One couple, Ken Blanks and his wife Lisa, say they have been told their next available flight back from Gran Canaria is in 12 days.

“I’ve finished my holiday but there’s nobody from easyJet talking to us," he told the publication.

“The next flight is in 12 days so we’re stuck here. The airport offered some families hotels but they have to keep getting taxis there and back. It’s 200 euros from the airport.”

Frustrated passengers wait in Schiphol Airport in Amsterdam
Frustrated passengers wait in Schiphol Airport in Amsterdam. Picture: PA

Neil Scott, from Newcastle, told LBC he could be stuck in Faro, Portugal, for a week after the air traffic control glitch.

He was set to fly to Glasgow on Monday evening and then head home but now EasyJet have offered them an alternative flight on September 5.

Neil said he will have to take unpaid leave from his social care job if they have to stay until then, and his wife will be late back to her job at a school.

The pair are on holiday with their two teenage sons who also face missing school.

Because he was offered a replacement flight on September 5 by his airline, he cannot book alternative flights and then claim a refund.

Neil said he was left with the possibility of taking unpaid leave as he cannot get home for at least a week.

Read More: ‘You won’t get any compensation’: Thousands of passengers warned they won’t be refunded after air traffic control chaos

Read More: No10 says 'wait for investigation' after suggestions French airline's error led to UK air traffic control chaos

It comes as NATS chief executive Martin Rolfe said there are no indications that the failure was caused by a cyber-attack.

Mr Rolfe said he wanted to "reassure" people that all Nats systems have been running normally since Monday afternoon to support airline and airport operations.

He said: "Very occasionally technical issues occur that are complex and take longer to resolve.

"In the event of such an issue our systems are designed to isolate the problem and prioritise continued safe air traffic control.

"This is what happened yesterday."

The air chief added: "We are already working closely with them to provide a preliminary report to the Secretary of State for Transport on Monday.

"The conclusions of this report will be made public."

The disruption, which began on Bank Holiday Monday, was repaired but the travel chaos is expected to last for some time.
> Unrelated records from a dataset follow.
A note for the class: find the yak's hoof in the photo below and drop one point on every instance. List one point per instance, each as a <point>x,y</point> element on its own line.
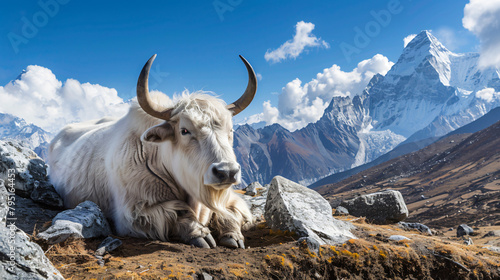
<point>203,242</point>
<point>210,240</point>
<point>229,242</point>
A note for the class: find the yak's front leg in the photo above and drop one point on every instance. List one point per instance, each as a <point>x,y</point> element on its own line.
<point>230,223</point>
<point>172,220</point>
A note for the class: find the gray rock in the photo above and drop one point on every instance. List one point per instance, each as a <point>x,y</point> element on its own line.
<point>416,226</point>
<point>311,243</point>
<point>384,207</point>
<point>26,166</point>
<point>85,221</point>
<point>205,276</point>
<point>293,207</point>
<point>493,249</point>
<point>107,245</point>
<point>464,229</point>
<point>341,211</point>
<point>22,259</point>
<point>398,238</point>
<point>492,233</point>
<point>30,216</point>
<point>4,207</point>
<point>45,194</point>
<point>19,257</point>
<point>251,189</point>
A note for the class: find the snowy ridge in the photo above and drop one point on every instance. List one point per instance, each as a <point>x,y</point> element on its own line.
<point>30,135</point>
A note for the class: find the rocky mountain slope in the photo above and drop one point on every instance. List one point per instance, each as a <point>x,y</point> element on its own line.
<point>429,92</point>
<point>405,148</point>
<point>455,180</point>
<point>30,135</point>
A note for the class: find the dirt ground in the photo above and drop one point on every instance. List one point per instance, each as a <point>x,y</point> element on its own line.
<point>277,255</point>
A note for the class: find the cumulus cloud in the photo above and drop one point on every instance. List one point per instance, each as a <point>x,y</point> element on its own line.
<point>488,94</point>
<point>481,17</point>
<point>408,39</point>
<point>40,98</point>
<point>300,104</point>
<point>294,47</point>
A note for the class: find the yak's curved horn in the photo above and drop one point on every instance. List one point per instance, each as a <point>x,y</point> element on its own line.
<point>245,100</point>
<point>143,94</point>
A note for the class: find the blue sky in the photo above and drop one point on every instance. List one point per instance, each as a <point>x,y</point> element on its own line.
<point>108,42</point>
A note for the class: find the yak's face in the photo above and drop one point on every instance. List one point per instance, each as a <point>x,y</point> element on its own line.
<point>198,143</point>
<point>196,137</point>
Passengers wait at Stansted Airport, north of London, on August 29, 2023 after UK flights were delayed over a technical issue
Passengers wait at Stansted Airport, north of London, on August 29, 2023 after UK flights were delayed over a technical issue. Picture: Getty

National Air Traffic Services (NATS) said a technical fault caused problems processing flight plans.

They had to be sorted manually, which could not be done at the same speed as the automatic system on one of the busiest travel days of the year.

The fault was "identified and remedied" but the backlog of flights means passengers face days of disruption in the final part of the summer holidays.

Juliet Kennedy, NATS' operations director, apologised to passengers but warned "it will take some time for flights to return to normal".

"We will continue to work with the airlines and the airports to recover the situation. Our absolute priority is safety, and we will be investigating very thoroughly what happened today.

"Again, I would like to apologise for the impact on the travelling public and to tell you our teams will continue to work to get you on your way as soon as we can."